Holly Smith is a certified nurse-midwife with 20 years experience in diverse practice settings. She is the project manager for the CMQCC/CPQCC Mother and Baby Substance Exposure Initiative. Previous to this role, she was a the lead editor for the CMQCC Toolkit to Support Vaginal Birth and Reduce Primary Cesareans, and a clinical lead for the CMQCC Collaborative to Support Vaginal Birth and Reduce Primary Cesareans, a large-scale quality improvement project with over 90 California hospitals. Her primary role as clinical lead focused on assisting southern California hospitals with the implementation of evidence-based practices to reduce cesarean. She is a hospital coach and steering committee member for the American College of Nurse-Midwives' Reducing Primary Cesareans Project, and expert consultant on various national and state quality improvement and health policy initiatives.

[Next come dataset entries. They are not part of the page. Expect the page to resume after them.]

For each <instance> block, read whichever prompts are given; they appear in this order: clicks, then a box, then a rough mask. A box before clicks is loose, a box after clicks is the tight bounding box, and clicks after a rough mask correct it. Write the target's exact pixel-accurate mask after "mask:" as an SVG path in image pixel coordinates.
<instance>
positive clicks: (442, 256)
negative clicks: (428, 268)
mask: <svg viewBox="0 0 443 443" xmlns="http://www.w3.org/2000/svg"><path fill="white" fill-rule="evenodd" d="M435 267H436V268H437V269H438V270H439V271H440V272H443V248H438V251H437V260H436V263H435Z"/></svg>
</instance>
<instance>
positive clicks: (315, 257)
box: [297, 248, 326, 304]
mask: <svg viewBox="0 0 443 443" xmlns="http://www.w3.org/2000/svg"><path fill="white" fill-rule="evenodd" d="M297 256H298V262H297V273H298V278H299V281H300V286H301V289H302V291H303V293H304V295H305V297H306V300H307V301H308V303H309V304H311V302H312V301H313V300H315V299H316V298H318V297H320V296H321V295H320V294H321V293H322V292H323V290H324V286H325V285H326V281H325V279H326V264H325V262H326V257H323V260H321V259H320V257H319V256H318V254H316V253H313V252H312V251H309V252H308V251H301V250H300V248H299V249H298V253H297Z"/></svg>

Additonally she chairs the Health Policy Committee of the California affiliate of the American College of Nurse-Midwives and is a health policy consultant to the California Nurse-Midwives Foundation. 

Margaret Yonekura

MD, FACOG

Margaret Lynn Yonekura, M.D., F.A.C.O.G. is a board certified obstetrician-gynecologist with subspecialty certification in Maternal-Fetal Medicine. She is a recognized expert in the fields of infectious diseases in Ob-Gyn and perinatal substance abuse.  Throughout her career Dr Yonekura has established comprehensive care programs to address her patients’ complex needs. She is currently a member of the Women’s Health Policy Council of L.A. County’s Office of Women’s Health, L.A. County Perinatal & Early Childhood Home Visiting Consortium, Reproductive Health and the Environment Advisory Committee, and  L.A. County Diabetes Prevention Program Community Advisory Committee.